In place of tagged seed investigations, which have been used in many previous studies [24], we conducted systematic investigations of caches in the ground. The fixed distance sample investigations reflected the overall dispersal situation of the Korean pine seeds outside the pine parent stands. In addition, the nest sampling investigations reflected the hoarding traits around nest trees as well as the space use of squirrels. Our results showed that the hoarding range of squirrels was much larger than the normal search range, which is consistent with reports by Xiao (2005) [24]. Therefore, tagged seed methods may not be suitable for studying hoarding patterns of a species with a large hoarding range.

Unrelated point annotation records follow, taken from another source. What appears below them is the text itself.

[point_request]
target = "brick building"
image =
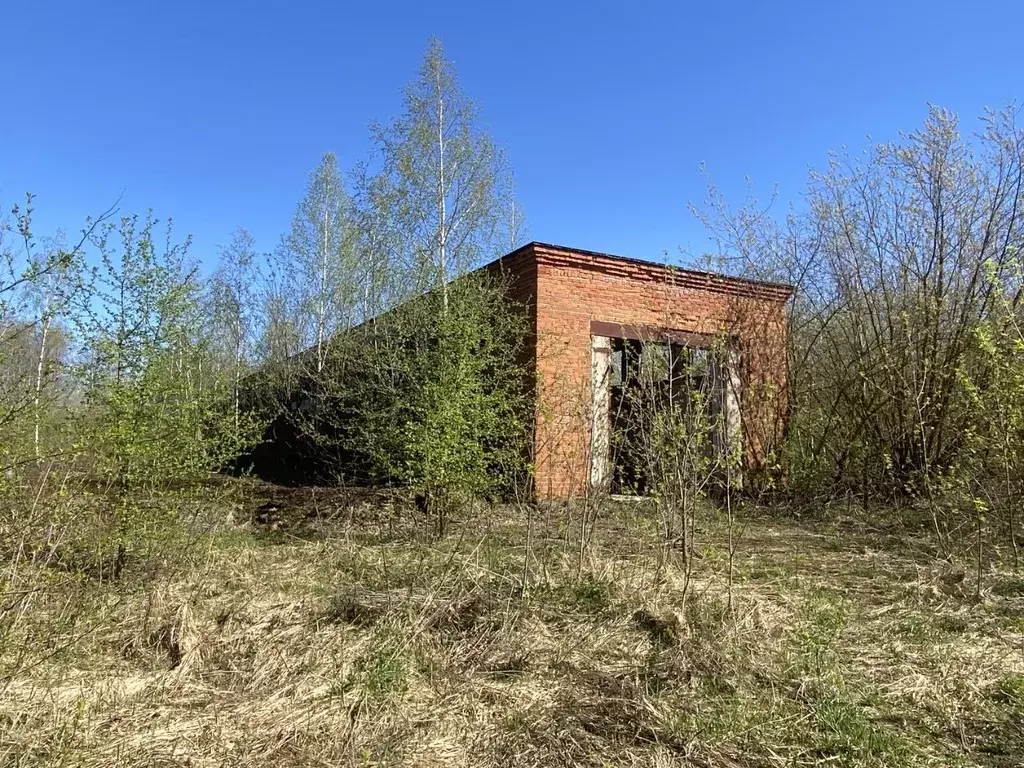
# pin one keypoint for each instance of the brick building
(587, 308)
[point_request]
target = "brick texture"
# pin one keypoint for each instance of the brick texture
(566, 290)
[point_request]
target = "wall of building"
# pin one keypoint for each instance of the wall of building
(573, 289)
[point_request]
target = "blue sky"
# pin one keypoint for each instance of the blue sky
(213, 113)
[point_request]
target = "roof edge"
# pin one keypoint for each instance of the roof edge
(781, 291)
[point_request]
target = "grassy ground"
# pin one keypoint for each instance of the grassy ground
(349, 636)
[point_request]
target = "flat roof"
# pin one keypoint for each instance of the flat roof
(774, 288)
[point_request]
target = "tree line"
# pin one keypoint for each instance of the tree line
(123, 361)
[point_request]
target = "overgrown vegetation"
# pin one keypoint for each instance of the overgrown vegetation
(861, 607)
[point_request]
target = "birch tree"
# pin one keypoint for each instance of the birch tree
(318, 255)
(235, 304)
(443, 176)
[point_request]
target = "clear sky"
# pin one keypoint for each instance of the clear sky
(213, 113)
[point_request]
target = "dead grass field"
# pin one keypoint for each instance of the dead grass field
(350, 636)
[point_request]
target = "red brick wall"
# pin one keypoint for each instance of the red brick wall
(569, 289)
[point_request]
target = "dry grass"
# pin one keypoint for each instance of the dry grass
(349, 637)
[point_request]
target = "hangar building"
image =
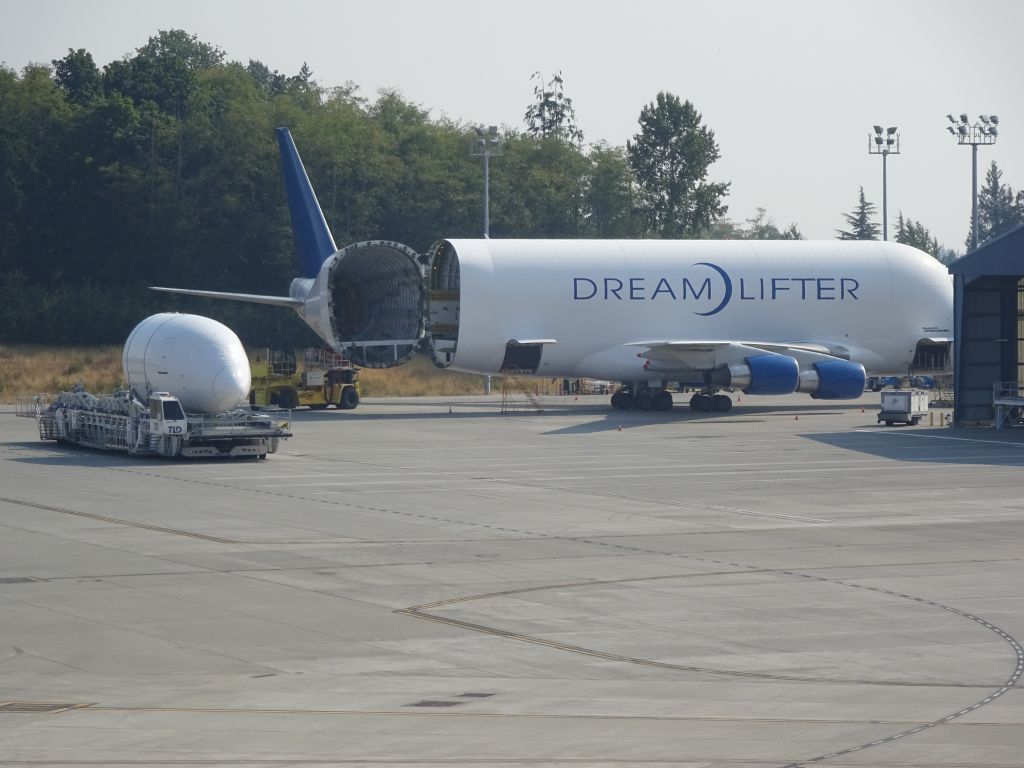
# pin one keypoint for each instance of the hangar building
(988, 309)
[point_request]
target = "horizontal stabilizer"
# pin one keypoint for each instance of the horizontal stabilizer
(247, 297)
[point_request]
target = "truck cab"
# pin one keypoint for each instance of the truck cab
(167, 416)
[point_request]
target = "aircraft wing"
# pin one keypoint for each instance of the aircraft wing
(247, 297)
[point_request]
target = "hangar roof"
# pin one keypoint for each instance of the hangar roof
(1001, 256)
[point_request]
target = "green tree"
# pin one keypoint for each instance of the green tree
(915, 235)
(537, 188)
(760, 226)
(999, 208)
(609, 197)
(552, 114)
(859, 221)
(670, 157)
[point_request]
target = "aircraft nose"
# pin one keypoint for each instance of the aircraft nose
(230, 386)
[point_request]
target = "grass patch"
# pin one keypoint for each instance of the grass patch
(28, 370)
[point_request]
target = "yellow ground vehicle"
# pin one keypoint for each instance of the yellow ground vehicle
(290, 378)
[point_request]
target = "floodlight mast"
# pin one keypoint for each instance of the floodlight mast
(982, 132)
(485, 144)
(885, 145)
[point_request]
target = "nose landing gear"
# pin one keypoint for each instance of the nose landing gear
(706, 402)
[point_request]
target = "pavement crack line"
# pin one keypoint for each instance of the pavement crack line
(424, 611)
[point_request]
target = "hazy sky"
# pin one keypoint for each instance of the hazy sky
(791, 88)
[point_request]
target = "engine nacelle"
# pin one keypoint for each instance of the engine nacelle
(834, 380)
(760, 374)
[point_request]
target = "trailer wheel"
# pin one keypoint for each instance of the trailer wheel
(349, 398)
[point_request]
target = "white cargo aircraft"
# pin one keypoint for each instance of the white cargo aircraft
(761, 316)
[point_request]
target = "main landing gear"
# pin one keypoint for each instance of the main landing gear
(659, 398)
(643, 398)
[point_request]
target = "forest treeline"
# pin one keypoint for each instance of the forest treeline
(162, 169)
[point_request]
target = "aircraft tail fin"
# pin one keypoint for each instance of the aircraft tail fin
(313, 242)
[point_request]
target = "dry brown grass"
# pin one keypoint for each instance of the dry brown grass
(418, 378)
(27, 370)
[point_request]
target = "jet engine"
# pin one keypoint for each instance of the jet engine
(834, 380)
(759, 374)
(780, 374)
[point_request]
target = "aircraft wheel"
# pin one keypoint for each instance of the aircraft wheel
(700, 402)
(663, 400)
(721, 402)
(349, 398)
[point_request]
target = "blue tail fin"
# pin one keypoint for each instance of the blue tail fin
(313, 243)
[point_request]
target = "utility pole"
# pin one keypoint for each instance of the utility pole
(486, 144)
(884, 145)
(983, 132)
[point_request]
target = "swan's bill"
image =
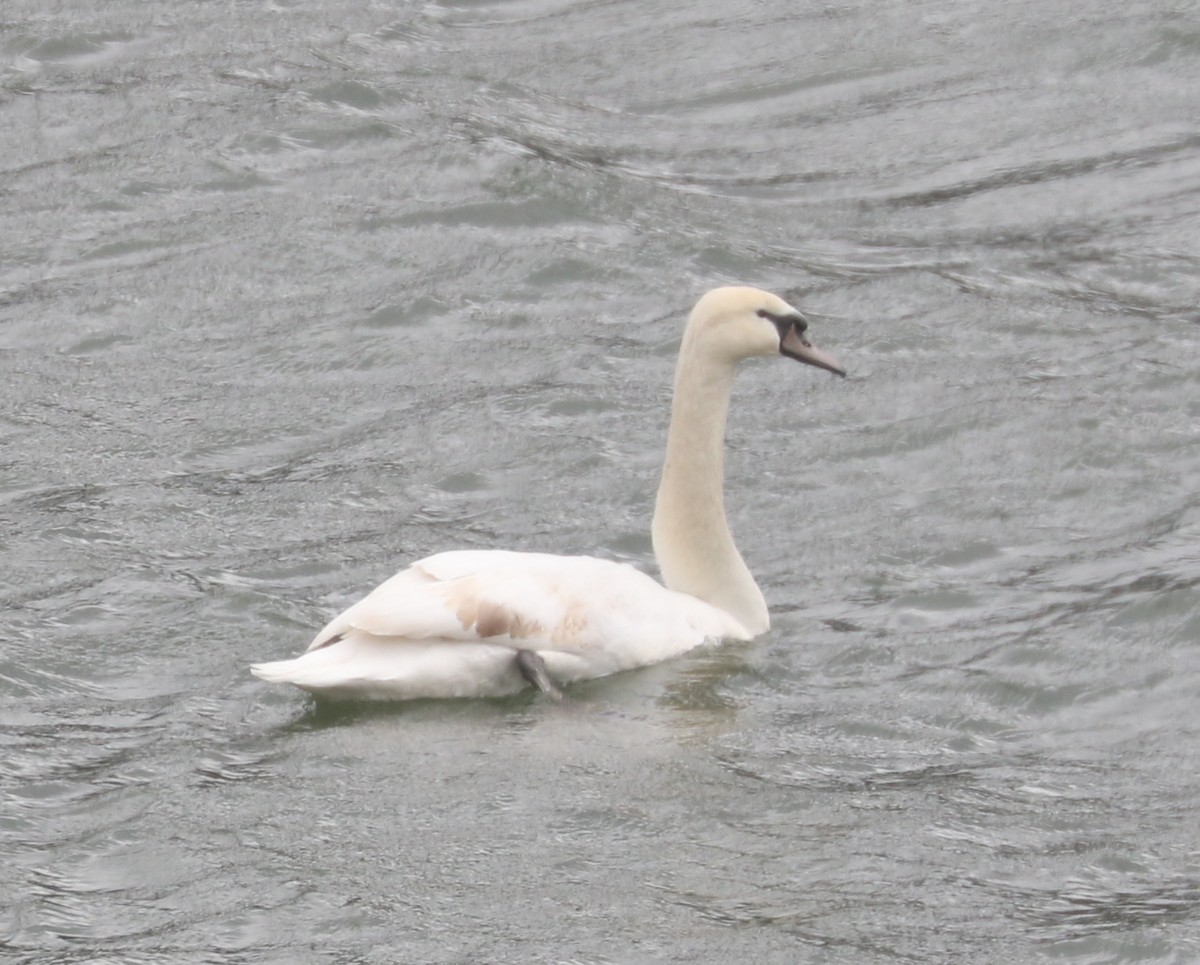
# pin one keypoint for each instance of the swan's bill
(796, 346)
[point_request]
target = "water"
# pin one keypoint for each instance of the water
(292, 293)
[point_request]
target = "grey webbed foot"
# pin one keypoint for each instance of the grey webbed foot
(533, 669)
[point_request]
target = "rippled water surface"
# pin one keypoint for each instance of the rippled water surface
(294, 292)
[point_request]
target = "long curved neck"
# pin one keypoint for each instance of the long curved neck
(691, 535)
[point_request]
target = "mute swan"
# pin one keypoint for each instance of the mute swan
(483, 623)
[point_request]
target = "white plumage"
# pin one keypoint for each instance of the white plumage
(453, 624)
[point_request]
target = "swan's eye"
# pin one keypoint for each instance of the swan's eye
(783, 322)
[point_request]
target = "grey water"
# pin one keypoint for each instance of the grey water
(295, 292)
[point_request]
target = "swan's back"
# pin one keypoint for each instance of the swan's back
(451, 624)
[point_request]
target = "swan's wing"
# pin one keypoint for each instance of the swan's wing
(593, 609)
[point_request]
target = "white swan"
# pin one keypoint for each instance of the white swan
(487, 623)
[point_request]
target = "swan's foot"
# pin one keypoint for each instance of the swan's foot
(533, 669)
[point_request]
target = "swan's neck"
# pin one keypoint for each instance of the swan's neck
(693, 543)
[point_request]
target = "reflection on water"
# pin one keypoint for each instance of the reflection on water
(292, 294)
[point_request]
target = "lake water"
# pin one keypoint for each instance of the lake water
(295, 292)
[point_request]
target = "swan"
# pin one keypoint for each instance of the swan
(481, 623)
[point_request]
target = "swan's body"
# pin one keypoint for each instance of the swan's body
(473, 623)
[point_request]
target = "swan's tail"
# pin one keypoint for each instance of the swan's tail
(365, 667)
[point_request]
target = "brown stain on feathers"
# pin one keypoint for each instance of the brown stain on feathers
(491, 618)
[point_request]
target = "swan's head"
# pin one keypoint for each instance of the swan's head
(741, 323)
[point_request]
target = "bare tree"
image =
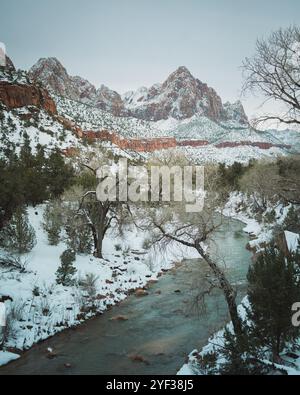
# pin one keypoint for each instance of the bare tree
(274, 71)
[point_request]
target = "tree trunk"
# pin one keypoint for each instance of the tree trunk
(229, 292)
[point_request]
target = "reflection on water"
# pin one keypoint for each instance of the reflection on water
(162, 328)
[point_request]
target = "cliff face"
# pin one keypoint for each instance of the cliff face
(53, 76)
(18, 95)
(156, 144)
(139, 145)
(180, 96)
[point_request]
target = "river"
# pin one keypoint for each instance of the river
(160, 329)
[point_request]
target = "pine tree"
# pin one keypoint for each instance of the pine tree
(66, 270)
(18, 236)
(273, 288)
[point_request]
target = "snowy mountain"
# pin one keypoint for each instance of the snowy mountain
(53, 76)
(181, 96)
(182, 114)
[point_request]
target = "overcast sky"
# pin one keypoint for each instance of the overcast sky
(126, 44)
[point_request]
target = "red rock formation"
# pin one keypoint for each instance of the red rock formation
(259, 144)
(192, 143)
(139, 145)
(156, 144)
(16, 95)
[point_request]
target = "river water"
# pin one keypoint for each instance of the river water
(160, 329)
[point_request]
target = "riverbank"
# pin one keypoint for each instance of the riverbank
(261, 233)
(151, 334)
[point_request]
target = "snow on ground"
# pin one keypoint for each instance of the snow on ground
(292, 240)
(41, 308)
(240, 207)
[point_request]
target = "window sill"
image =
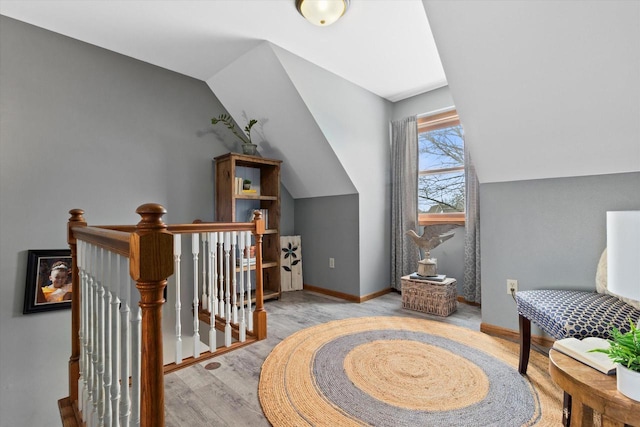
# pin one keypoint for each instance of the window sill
(435, 219)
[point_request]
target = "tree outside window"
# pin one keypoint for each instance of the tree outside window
(441, 169)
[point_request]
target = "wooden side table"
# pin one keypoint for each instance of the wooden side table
(587, 390)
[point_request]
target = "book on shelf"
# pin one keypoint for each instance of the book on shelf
(265, 216)
(252, 261)
(238, 187)
(436, 278)
(580, 350)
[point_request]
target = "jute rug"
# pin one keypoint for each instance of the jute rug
(397, 371)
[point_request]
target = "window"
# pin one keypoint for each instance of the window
(441, 169)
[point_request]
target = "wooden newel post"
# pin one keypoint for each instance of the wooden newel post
(151, 263)
(76, 220)
(259, 314)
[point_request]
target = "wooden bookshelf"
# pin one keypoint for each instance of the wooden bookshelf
(234, 206)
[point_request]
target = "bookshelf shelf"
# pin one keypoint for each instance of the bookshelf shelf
(234, 206)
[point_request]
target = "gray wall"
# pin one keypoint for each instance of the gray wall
(547, 234)
(329, 229)
(83, 127)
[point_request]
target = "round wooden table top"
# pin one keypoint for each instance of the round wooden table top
(592, 388)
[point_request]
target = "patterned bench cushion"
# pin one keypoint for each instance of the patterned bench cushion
(578, 314)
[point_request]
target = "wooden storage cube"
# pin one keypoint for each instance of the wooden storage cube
(439, 298)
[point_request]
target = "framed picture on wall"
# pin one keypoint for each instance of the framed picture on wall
(49, 282)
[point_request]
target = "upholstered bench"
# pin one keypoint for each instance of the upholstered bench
(564, 314)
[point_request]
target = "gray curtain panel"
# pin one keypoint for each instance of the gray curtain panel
(471, 286)
(404, 194)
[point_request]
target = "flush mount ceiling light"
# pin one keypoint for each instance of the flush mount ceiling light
(322, 12)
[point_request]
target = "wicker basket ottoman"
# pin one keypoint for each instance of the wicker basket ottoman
(439, 298)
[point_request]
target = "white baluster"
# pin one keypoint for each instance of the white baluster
(136, 356)
(195, 249)
(234, 297)
(242, 332)
(213, 271)
(247, 244)
(213, 241)
(80, 248)
(221, 280)
(101, 338)
(204, 300)
(125, 342)
(115, 341)
(108, 333)
(227, 290)
(177, 253)
(93, 318)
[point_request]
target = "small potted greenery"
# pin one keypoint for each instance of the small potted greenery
(624, 350)
(247, 146)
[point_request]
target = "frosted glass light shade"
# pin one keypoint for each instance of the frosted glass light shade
(322, 12)
(623, 253)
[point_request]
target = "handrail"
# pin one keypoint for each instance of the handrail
(149, 247)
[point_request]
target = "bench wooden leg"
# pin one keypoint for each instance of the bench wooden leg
(566, 410)
(525, 344)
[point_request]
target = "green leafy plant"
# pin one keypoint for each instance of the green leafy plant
(624, 347)
(228, 122)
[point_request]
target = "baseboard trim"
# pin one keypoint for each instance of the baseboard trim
(466, 301)
(346, 297)
(512, 335)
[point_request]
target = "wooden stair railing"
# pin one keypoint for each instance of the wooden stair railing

Effect of food availability and animal space use on seed mass

We predicted that squirrels would hoard heavier pine seeds farther away from pine seed-bearing trees. The fixed distance sampling investigations indicated that squirrels hoarded heavier seeds 60 m away from pine stands but hoarded the lightest seeds under the pine seed-bearing trees (FIG. 3). This result supported our prediction and corroborated the findings of previous studies [17], [24], [25], [26], [37]. We also found that the squirrels selected heavier seeds to hoard when food availability was low (FIG. 3). Many studies have shown that hoarders face a relative high cache loss rate when food availability is low [15], [16], [26]; hoarding larger seeds farther away can serve to reduce pilferage from main storages [27].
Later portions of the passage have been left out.